The data, published in a new report, show that on average, all the welfare outcomes measured, bar one, have shown improvements since the scheme was introduced in 2013.
It also confirms a slightly increasing trend for the enrichment use and that where welfare issues are found during an assessment, they are localised and not uniform across a farm.
The welfare measure with the lowest recorded prevalence was pigs requiring hospitalisation (0.05% of pigs), and the measure with the highest prevalence was severe body marks (0.18% of pigs).
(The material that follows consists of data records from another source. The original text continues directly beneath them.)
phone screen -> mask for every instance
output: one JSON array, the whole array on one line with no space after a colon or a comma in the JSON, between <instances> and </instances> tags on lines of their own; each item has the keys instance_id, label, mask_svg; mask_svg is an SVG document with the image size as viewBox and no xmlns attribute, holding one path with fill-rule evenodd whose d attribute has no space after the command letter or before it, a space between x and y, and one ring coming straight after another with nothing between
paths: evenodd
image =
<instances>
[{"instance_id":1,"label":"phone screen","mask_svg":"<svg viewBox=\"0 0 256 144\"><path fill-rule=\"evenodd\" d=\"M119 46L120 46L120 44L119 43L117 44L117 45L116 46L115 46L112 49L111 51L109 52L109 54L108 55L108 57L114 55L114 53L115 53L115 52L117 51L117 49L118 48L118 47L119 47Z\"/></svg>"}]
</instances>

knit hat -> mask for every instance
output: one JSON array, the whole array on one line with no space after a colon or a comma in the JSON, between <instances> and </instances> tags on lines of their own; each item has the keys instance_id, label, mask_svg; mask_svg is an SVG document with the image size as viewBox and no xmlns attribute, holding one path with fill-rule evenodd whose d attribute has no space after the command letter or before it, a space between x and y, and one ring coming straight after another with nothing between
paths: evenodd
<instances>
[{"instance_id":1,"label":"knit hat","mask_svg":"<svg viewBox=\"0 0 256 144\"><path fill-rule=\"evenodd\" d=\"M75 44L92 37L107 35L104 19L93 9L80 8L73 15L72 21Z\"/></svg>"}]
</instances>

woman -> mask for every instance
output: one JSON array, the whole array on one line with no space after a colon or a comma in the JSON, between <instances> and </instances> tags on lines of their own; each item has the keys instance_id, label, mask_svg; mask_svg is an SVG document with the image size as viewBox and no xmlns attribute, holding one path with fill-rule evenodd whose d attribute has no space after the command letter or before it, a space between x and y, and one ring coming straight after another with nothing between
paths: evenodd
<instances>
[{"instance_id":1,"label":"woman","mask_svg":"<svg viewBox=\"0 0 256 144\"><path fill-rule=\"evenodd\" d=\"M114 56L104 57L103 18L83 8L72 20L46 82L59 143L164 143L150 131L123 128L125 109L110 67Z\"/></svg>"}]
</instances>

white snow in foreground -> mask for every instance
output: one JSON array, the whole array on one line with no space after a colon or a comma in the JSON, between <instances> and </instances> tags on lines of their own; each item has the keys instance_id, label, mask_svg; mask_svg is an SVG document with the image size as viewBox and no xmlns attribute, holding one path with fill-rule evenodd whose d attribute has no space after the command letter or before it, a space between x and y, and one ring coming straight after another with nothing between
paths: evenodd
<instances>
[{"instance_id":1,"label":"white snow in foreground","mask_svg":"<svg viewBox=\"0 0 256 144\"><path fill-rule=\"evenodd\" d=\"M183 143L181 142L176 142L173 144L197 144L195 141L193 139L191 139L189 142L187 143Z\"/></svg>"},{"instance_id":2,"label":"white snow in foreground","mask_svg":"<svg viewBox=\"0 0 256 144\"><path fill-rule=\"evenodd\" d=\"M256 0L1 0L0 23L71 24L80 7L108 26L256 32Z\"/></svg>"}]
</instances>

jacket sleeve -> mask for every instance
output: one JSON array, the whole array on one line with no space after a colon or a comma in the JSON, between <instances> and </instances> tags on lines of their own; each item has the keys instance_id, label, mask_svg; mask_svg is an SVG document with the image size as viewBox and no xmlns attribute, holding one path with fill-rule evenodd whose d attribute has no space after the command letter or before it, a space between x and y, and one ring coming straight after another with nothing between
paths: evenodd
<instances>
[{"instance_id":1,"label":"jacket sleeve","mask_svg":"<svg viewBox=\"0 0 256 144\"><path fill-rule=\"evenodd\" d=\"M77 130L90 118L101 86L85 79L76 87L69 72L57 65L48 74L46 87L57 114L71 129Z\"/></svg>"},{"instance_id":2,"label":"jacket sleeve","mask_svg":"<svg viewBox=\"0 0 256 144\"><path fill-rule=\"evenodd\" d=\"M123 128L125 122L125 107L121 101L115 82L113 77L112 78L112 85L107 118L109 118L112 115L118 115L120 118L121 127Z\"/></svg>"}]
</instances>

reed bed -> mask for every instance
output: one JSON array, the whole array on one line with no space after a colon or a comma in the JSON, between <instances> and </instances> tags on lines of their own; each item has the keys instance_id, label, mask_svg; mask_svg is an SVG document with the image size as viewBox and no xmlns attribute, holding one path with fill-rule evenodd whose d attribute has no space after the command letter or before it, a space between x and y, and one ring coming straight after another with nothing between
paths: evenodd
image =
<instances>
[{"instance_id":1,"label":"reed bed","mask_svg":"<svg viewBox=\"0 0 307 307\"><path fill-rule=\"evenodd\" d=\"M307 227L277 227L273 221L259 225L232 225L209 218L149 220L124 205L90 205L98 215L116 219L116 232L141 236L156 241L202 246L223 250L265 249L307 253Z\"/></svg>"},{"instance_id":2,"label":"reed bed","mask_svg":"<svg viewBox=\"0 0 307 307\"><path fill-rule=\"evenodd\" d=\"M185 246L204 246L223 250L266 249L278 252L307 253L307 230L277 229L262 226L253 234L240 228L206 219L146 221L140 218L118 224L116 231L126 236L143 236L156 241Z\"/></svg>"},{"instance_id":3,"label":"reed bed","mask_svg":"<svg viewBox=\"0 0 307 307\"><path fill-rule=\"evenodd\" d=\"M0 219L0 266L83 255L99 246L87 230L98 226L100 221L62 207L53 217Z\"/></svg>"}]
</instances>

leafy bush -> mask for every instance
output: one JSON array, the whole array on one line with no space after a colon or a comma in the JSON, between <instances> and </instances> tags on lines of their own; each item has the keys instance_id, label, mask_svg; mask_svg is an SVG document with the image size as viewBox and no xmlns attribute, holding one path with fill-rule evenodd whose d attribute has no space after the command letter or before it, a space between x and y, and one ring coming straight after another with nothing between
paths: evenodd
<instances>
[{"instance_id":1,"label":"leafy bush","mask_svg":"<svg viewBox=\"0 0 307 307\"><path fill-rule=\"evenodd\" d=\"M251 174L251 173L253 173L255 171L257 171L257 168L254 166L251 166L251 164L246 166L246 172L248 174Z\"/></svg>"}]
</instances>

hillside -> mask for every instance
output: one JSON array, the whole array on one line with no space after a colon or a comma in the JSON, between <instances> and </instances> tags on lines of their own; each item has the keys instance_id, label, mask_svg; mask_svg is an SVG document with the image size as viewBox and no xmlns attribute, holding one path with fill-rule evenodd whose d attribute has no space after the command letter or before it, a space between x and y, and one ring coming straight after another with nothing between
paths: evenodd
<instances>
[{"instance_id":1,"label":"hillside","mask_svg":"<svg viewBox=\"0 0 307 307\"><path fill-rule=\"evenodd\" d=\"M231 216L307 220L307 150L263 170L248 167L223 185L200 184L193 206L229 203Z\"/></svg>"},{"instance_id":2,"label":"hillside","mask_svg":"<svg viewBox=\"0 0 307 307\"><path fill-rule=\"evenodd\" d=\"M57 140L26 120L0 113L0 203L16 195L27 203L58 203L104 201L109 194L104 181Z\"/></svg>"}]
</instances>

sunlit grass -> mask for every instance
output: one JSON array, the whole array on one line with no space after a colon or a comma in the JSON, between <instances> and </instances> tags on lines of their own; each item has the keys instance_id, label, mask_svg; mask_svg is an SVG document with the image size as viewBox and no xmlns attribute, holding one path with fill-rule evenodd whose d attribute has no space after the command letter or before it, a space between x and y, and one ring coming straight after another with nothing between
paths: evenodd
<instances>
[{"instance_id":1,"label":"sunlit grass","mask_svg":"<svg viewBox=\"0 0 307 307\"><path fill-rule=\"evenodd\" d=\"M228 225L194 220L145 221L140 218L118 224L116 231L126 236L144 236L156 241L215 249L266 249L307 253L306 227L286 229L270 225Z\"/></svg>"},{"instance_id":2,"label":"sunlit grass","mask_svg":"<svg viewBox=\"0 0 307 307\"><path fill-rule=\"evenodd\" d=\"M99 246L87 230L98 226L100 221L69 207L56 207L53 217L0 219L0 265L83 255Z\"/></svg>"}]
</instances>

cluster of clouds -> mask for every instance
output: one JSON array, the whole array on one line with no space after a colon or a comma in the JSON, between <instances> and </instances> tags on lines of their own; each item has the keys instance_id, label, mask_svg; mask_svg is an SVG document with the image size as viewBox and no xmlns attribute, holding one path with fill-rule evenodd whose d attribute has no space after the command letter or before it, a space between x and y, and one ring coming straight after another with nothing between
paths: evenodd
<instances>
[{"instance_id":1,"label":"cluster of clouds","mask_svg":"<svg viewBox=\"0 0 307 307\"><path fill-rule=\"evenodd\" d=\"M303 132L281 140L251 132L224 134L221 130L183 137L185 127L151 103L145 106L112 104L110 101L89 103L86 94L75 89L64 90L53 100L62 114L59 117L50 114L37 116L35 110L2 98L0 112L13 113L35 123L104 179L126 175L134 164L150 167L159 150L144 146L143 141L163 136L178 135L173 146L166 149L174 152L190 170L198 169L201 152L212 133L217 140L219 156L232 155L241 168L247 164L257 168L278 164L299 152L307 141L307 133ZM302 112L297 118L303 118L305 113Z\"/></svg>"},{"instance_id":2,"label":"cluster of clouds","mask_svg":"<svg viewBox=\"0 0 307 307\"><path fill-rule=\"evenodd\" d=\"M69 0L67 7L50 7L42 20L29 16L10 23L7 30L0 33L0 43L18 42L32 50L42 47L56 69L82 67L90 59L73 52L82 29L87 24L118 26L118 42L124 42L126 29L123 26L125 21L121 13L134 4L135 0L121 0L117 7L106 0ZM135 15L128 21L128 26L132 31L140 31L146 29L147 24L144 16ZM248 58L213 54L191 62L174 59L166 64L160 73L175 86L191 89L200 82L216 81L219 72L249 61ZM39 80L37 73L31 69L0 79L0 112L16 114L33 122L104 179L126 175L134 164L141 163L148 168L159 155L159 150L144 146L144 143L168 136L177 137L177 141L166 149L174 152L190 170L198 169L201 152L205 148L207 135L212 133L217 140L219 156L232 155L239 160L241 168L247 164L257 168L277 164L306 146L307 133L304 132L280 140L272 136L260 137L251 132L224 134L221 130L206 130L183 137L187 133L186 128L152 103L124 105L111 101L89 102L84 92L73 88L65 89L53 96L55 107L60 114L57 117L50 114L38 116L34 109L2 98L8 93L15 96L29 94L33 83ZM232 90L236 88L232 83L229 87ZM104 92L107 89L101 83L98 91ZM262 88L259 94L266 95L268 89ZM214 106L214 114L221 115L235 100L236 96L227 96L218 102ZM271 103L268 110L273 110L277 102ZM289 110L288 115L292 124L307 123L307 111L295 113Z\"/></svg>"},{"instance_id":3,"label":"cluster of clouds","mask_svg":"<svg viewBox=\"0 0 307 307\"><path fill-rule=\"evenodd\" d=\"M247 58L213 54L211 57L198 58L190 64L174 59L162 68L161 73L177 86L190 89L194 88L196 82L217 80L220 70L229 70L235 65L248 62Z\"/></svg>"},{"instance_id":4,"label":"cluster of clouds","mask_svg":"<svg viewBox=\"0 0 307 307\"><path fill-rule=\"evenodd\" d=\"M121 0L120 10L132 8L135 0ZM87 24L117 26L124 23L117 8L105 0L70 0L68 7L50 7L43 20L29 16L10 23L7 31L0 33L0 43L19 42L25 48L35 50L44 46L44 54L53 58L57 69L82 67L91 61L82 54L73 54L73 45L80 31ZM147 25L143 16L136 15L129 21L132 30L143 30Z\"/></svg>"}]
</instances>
More than 13 million pigs have been individually assessed by specially trained vets as part of AHDB's Real Welfare scheme.
The vets aim to provide a credible and benchmarked level of welfare, which has subsequently created the biggest database of its kind anywhere in the world.
Dr Mandy Nevel, AHDB Head of Animal Welfare, said: “This shows the scheme provides a positive impact, especially in providing good support to decrease lameness, severe body marks and improve hospital pen management.
“It also continues to build on the partnership between farmers and vets, providing an excellent basis from which to drive, and evidence, the pig industry’s commitment and achievements in continuous improvement in pig welfare.”
Real Welfare assessments are a requirement of Red Tractor and Quality Standard Meat farm assurance schemes.
Through the scheme, vets routinely assess four welfare measures on pigs over 50 kg. These are: Hospital pigs; Lameness; Tail damage; Body marks.
A fifth measure, environmental enrichment, is optional, although the type of enrichment found in pens must be recorded.